On March 22, 2012, Utah Governor Gary Herbert signed House Bill 384 (2012) into law, expanding the types of companies that are required to collect and remit Utah sales and use tax. HB 384 requires sellers that hold “substantial ownership interests” in certain “related sellers” to collect and remit Utah sales and use tax. Today, the Utah State Tax Commission released guidance on how to determine whether a business entity’s activities trigger the state’s new affiliate nexus law. The new nexus regulations go into effect on July 1, 2012.
The new affiliate nexus law, Utah Code Ann. § 59-12-107(2)(b), treats a seller as if it is selling tangible personal property, a service, or a product transferred electronically for use in Utah and will be required to collect and remit sales and use taxes if:
(i) the seller holds a substantial ownership interest in, or is owned in whole or in substantial part by, a related seller; and
(ii)(A) the seller sells the same or a substantially similar line of products as the related seller and does so under the same or a substantially similar business name; or
(B) the place of business described in Subsection (2)(a)(i) of the related seller or an in-state employee of the related seller is used to advertise, promote, or facilitate sales by the seller to a purchaser.

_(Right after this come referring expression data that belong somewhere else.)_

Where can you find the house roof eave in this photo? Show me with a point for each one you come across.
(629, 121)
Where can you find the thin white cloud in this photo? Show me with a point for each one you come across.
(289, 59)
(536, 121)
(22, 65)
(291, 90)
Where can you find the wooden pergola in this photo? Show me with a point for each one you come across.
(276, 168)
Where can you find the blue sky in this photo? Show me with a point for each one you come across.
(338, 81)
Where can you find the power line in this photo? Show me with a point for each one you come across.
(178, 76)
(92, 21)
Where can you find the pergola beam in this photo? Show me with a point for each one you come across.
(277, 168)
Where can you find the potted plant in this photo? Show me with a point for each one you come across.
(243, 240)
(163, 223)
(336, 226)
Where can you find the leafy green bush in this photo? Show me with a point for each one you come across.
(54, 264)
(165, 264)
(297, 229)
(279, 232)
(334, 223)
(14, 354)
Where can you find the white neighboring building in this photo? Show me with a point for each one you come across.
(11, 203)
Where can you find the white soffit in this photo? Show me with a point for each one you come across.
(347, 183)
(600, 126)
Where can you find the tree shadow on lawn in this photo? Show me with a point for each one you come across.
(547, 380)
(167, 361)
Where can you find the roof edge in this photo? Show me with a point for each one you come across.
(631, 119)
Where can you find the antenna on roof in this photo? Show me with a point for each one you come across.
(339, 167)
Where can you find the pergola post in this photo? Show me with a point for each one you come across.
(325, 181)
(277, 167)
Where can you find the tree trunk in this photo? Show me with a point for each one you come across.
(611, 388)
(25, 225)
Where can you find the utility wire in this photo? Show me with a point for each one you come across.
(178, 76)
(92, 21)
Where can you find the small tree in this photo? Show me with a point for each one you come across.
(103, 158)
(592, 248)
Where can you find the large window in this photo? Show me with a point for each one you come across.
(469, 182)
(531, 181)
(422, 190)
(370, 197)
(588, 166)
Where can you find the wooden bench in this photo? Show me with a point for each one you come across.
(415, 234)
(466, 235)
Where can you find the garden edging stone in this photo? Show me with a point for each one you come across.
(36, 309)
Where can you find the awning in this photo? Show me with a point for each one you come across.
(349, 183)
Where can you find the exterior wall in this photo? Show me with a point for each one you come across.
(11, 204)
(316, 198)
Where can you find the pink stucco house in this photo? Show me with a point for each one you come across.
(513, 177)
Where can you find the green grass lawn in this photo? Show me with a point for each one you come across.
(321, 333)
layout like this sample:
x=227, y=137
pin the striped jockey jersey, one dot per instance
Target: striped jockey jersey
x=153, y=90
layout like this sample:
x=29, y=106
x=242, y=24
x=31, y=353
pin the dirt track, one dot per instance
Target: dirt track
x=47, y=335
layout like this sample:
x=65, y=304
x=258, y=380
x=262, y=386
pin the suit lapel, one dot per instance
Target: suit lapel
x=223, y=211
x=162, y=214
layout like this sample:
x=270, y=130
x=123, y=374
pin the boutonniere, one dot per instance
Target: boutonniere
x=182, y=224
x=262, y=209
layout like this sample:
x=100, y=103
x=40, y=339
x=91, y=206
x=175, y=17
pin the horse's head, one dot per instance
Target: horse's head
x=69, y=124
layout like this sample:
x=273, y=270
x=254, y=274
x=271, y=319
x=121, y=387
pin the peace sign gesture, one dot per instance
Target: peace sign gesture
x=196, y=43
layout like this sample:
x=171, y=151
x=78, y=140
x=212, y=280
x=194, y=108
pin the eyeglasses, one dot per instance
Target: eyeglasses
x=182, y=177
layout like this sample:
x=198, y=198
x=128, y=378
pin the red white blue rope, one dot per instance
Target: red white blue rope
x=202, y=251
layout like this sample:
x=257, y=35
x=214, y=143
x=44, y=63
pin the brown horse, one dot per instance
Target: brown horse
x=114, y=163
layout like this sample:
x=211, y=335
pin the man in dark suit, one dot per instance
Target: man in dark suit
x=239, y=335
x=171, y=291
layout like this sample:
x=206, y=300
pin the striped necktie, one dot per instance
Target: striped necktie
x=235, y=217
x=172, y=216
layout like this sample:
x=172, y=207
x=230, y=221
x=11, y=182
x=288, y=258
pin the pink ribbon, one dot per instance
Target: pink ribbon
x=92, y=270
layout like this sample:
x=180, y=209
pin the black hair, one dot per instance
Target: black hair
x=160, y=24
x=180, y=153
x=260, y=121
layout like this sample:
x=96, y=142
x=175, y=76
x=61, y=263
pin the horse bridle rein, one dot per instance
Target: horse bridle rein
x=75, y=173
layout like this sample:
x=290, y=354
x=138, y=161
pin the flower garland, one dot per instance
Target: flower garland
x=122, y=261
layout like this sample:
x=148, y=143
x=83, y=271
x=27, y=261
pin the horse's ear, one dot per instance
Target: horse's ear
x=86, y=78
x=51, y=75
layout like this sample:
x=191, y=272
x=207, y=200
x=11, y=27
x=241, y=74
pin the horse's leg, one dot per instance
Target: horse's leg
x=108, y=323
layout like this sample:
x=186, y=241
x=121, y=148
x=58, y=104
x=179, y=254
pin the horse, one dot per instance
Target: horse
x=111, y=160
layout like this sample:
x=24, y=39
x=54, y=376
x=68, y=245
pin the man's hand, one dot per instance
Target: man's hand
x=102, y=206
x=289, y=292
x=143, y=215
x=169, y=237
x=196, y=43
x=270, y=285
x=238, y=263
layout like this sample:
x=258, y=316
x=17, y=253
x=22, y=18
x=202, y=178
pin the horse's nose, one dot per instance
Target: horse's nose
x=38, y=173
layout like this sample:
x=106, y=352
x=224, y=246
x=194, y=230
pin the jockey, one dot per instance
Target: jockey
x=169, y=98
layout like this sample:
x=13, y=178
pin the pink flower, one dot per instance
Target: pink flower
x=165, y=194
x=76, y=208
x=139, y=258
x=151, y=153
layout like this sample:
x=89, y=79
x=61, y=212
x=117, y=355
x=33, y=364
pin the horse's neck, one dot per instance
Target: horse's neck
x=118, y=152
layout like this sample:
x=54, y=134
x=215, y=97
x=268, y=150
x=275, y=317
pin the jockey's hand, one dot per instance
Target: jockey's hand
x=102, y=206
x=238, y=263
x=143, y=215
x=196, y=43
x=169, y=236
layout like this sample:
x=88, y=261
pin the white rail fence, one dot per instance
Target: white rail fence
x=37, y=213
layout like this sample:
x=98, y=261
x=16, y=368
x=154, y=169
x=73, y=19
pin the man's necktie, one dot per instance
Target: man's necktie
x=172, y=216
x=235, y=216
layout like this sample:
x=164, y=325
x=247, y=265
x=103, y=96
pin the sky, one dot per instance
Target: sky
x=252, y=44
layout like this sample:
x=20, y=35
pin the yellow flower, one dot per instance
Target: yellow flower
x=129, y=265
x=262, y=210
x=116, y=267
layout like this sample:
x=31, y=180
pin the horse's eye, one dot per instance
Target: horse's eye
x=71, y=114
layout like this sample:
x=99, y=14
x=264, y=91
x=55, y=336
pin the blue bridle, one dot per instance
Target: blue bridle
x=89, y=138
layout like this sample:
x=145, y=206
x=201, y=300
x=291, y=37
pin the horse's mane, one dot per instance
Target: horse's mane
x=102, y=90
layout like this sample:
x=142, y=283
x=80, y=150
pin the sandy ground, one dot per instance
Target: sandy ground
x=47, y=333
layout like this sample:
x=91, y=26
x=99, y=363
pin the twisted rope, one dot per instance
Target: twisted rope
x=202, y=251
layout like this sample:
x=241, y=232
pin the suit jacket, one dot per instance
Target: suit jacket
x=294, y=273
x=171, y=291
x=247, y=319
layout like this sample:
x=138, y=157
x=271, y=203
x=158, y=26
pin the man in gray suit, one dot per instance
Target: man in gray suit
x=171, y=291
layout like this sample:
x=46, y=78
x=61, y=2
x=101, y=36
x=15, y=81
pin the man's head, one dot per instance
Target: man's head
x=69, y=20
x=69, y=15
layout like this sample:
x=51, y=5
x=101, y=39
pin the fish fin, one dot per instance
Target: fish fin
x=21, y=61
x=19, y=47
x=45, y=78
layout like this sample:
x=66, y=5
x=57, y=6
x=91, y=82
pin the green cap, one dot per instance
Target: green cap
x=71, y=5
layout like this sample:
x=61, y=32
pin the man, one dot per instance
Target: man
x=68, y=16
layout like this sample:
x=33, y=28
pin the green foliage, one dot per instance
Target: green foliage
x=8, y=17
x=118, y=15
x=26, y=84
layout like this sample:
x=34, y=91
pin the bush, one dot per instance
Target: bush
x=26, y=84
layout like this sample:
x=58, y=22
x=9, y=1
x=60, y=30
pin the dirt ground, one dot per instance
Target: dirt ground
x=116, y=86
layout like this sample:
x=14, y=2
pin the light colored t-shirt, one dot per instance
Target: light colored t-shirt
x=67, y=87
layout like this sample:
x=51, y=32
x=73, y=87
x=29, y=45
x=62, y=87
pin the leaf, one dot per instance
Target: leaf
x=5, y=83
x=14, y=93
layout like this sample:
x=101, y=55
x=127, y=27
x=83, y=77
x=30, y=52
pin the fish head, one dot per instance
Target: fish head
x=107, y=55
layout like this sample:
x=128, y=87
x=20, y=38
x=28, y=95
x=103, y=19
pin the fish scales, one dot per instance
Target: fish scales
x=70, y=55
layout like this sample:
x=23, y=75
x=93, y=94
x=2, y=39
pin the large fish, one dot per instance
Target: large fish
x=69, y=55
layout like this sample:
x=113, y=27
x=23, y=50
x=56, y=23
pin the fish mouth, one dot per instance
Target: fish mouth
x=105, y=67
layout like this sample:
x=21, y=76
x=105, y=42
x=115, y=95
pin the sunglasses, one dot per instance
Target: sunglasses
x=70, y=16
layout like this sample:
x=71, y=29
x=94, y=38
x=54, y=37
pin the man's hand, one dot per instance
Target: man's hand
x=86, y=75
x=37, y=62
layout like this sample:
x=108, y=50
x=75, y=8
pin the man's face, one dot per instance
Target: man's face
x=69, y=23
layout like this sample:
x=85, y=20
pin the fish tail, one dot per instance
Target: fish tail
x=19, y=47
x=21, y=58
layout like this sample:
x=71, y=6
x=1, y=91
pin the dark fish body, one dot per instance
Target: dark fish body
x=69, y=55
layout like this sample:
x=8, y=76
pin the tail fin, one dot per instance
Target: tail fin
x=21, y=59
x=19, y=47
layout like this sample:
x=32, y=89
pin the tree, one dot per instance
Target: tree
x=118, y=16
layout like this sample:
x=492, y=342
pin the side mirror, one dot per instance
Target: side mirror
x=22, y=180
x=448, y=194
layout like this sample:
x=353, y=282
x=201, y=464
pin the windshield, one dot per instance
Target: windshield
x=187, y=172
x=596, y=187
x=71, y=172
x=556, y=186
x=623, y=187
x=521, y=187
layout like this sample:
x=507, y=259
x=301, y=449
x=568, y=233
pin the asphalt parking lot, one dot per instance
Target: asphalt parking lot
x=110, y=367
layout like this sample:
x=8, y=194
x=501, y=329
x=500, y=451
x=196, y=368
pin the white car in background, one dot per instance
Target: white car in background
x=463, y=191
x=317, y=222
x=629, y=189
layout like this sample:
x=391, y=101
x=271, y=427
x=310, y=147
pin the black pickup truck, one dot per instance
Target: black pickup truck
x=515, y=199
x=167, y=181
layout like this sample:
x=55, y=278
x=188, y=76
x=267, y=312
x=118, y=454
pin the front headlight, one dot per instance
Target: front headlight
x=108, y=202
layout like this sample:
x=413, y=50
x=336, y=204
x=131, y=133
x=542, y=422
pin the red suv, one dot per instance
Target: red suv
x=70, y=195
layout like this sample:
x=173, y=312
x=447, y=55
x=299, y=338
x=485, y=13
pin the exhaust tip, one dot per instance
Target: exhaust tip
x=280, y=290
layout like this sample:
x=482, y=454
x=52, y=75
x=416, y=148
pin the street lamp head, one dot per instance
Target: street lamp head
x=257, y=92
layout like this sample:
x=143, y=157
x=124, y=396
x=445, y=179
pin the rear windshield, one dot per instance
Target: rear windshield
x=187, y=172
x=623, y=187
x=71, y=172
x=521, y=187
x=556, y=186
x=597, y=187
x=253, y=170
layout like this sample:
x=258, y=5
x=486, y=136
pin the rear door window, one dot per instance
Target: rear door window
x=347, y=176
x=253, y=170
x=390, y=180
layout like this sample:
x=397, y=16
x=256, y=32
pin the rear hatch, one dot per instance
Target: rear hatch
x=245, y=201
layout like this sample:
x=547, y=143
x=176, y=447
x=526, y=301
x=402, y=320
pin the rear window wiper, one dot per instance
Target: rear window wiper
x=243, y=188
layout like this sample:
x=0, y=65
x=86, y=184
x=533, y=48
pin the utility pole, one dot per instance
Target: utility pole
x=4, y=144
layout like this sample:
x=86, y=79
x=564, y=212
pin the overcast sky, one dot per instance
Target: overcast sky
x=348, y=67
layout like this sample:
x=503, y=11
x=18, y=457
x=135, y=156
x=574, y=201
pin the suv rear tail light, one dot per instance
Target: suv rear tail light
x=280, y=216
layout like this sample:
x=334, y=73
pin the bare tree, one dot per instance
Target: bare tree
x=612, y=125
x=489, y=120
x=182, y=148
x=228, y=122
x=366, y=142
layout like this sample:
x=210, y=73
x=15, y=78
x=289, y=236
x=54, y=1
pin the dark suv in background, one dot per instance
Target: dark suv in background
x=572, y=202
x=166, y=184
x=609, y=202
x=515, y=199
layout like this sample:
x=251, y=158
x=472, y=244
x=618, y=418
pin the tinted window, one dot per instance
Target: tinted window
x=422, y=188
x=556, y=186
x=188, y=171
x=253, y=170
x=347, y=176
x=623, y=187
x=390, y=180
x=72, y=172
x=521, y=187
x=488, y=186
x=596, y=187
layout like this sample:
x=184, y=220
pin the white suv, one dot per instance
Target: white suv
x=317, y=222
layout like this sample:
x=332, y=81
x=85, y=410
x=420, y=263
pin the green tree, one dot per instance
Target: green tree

“Substantial ownership interest” is defined as a direct or indirect ownership interest greater than 10%. Utah Code Ann. § 59-12-107(1)(a), (c). A seller constitutes a “related seller” if (i) it has or uses an office, distribution center, or warehouse in Utah, and (ii) it delivers tangible personal property, a service, or a product transferred electronically sold by a seller that does not have or use an office, distribution center, or warehouse in Utah to a purchaser in Utah.
Unlike recent “affiliate nexus” bills adopted by Georgia, Maryland, and Minnesota that target online marketing affiliates of in-state retailers, HB 384 is not (necessarily) directed at online marketing affiliates. HB 384 is controversial as it could be applied in a manner that runs afoul of Quill Corp. v. North Dakota, 504 U.S. 298 (1992).